Today, Qloo offers companies AI-generated correlation data across many culture and entertainment domains, including film, travel, nightlife, literature and so on. The platform’s knowledge of a user’s taste in one category or genre can be leveraged to deliver suggestions in another category, for example applying TV favorites to game-buying behaviors.
“Qloo operates a sophisticated AI-powered insights engine comprised of … behavioral data from consumers around the globe,” Elias said. “Qloo’s proprietary AI models are capable of identifying trillions of connections between these entities. With a profound understanding of consumer behavior for over 575 million entities worldwide, our technology enables contextualized personalization and deep insights into the intricate connections behind people’s tastes.”
Now, that’s a lot of personal data Qloo’s working with — which certainly gave this writer pause. Where’s it all coming from and where’s it stored?
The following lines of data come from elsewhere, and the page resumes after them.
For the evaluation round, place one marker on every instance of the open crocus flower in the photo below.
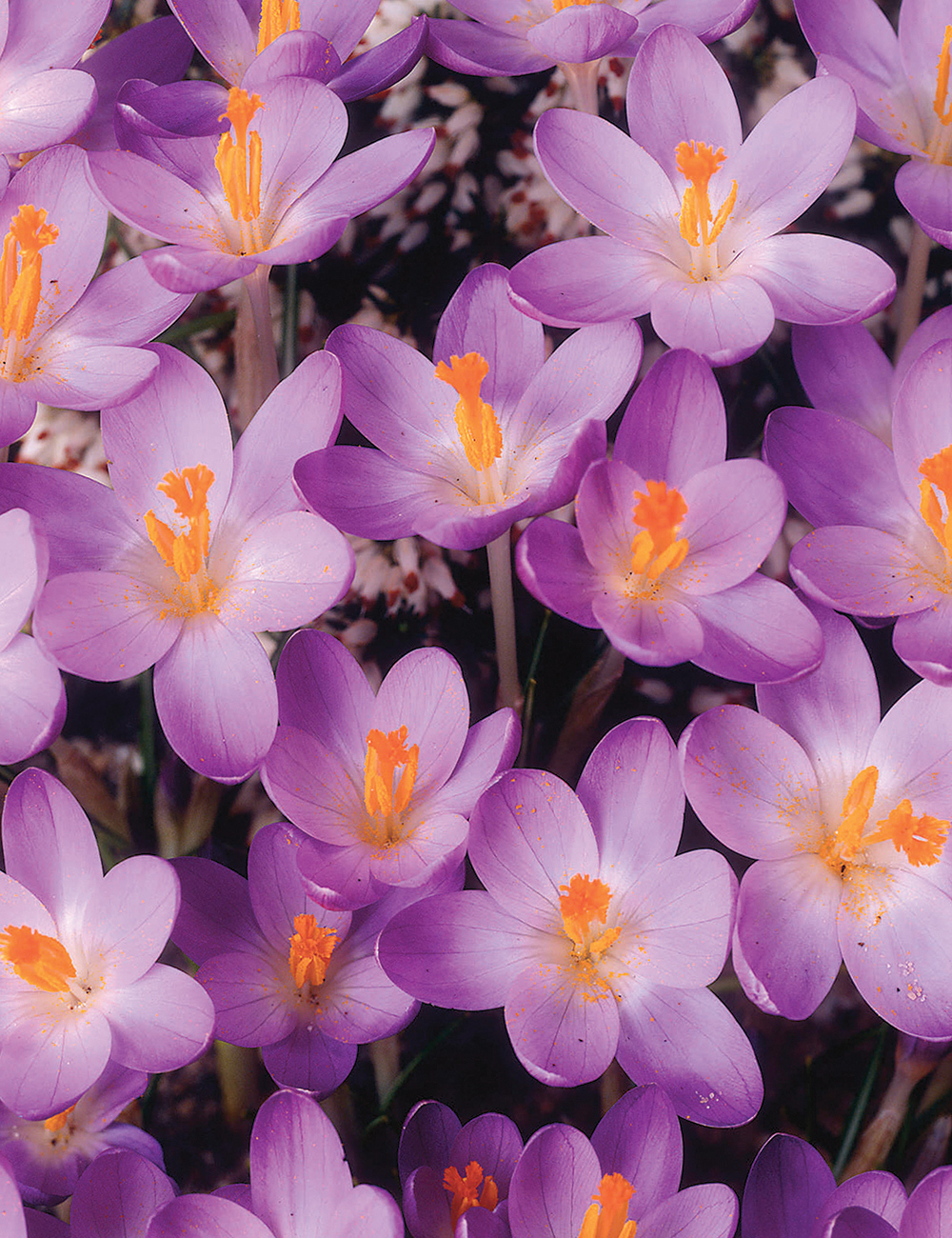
(593, 935)
(691, 211)
(491, 433)
(193, 551)
(78, 974)
(384, 784)
(668, 540)
(847, 818)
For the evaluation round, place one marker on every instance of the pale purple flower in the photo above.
(190, 553)
(593, 935)
(489, 434)
(668, 537)
(383, 784)
(847, 818)
(79, 983)
(692, 211)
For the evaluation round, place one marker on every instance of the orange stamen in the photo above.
(38, 960)
(311, 949)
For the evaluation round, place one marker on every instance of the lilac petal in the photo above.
(629, 779)
(677, 91)
(309, 1061)
(215, 700)
(758, 631)
(724, 320)
(819, 280)
(674, 425)
(687, 1041)
(785, 946)
(751, 785)
(50, 847)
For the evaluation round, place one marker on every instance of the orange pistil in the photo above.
(311, 949)
(606, 1217)
(277, 16)
(466, 1192)
(38, 960)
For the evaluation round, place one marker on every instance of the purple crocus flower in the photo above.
(190, 553)
(49, 1156)
(847, 818)
(268, 190)
(593, 935)
(668, 539)
(79, 983)
(447, 1170)
(623, 1181)
(791, 1191)
(691, 211)
(66, 341)
(494, 433)
(284, 972)
(882, 546)
(301, 1185)
(383, 784)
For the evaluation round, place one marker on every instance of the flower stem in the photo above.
(504, 620)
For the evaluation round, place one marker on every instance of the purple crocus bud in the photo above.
(791, 1189)
(79, 983)
(384, 784)
(49, 1156)
(847, 818)
(593, 935)
(446, 1170)
(691, 211)
(284, 972)
(493, 433)
(667, 540)
(623, 1181)
(196, 549)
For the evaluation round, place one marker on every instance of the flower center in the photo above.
(656, 549)
(277, 16)
(606, 1216)
(699, 224)
(466, 1191)
(239, 166)
(922, 838)
(311, 949)
(186, 552)
(20, 275)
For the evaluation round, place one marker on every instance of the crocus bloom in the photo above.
(791, 1189)
(301, 1187)
(78, 974)
(883, 543)
(284, 972)
(623, 1181)
(447, 1170)
(49, 1156)
(668, 539)
(268, 190)
(902, 85)
(190, 553)
(493, 433)
(691, 211)
(66, 341)
(847, 818)
(384, 784)
(593, 935)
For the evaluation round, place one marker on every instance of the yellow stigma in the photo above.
(466, 1191)
(475, 420)
(277, 16)
(38, 960)
(311, 949)
(606, 1214)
Elias wouldn’t say — but he was quick to assert that Qloo doesn’t rely on personally identifiable information and adheres to the requirements of privacy laws including GDPR and the California Consumer Privacy Act.
“Qloo maintains a comprehensive Ethics Policy that prioritizes ethical, transparent, and responsible AI development and deployment, as well as data privacy and security,” he said. “Specific to data and privacy, Qloo upholds the highest standards of data privacy and security and will not leverage any form of personally identifiable information or copyrighted information in any of the modeling pipelines.”
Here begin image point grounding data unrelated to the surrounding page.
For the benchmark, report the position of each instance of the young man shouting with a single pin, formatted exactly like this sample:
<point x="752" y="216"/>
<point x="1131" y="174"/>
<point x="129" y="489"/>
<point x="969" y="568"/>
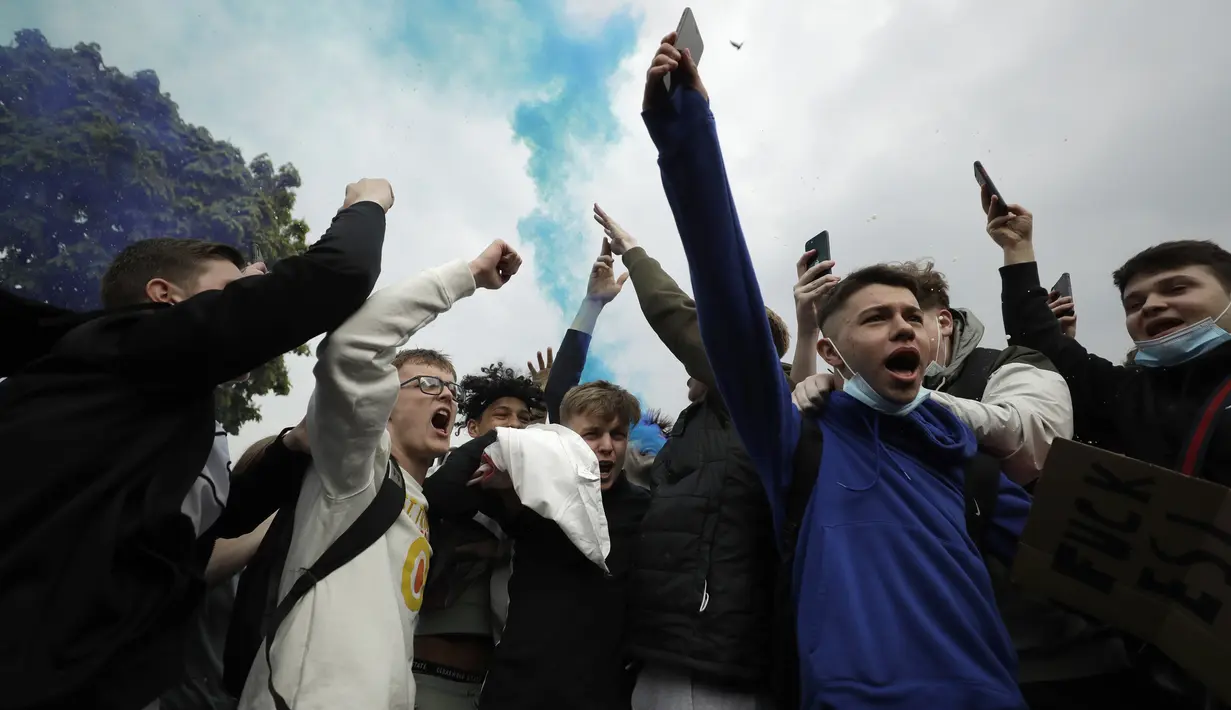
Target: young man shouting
<point x="457" y="628"/>
<point x="894" y="608"/>
<point x="376" y="418"/>
<point x="115" y="412"/>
Whether that’s true, major customers are embracing Qloo to power their product experiences, Elias claims. For instance, Starbucks is using Qloo to create in-store music playlists tailored to specific neighborhoods. Hershey’s is tapping the platform to customize the content of assorted candy bags. Michelin is using Qloo to serve recommendations in its Michelin Guide App. And Netflix is leveraging Qloo’s tech to enhance merchandising by identifying actors who resonate with certain demographics.
Those customers — and Qloo’s ~60 others, which span PepsiCo, Samsung, The New York Mets, Buzzfeed and Ticketmaster — are helping Qloo appraoch profitability. The company makes money by charging a monthly subscription fee for access to its platform through APIs; Elias says contracts start in the “five figures.”
Having today raised $25 million in a Series C round led by AI Ventures with participation from AXA Venture Partners, Eldridge and Moderne Ventures (bringing Qloo’s total raised to $60 million), Qloo is setting its sights on expansion. In addition to building a self-service research tool aimed at marketers and medium- and small-business customers, the startup is introducing what it calls a “multi-person recommendation AI,” which can match the profiles of any two people in Qloo’s database based on their preferences. Elias sees it being used in dating apps.
“The tailwinds from privacy and AI have greatly overpowered the headwinds from any tech slowdown,” Elias said. “Qloo has seen widespread contract expansion from the existing customer roll, looking to consume new data domains and areas of taste knowledge as well as address new use cases like generative itinerary planning and dynamic personalization using Qloo’s AI. Qloo is also seeing demand from new addressable markets, such as real estate, as well as accelerated sales cycles across the board despite increased compliance requirements.”
With the new capital, Qloo plans to expand its 50-person team to over 100 people by the end of the year and “pursue opportunistic M&A.” In 2019, Qloo acquired TasteDive, an entertainment recommendation engine, and Elias implied that future acquisitions would be along similar strategic lines.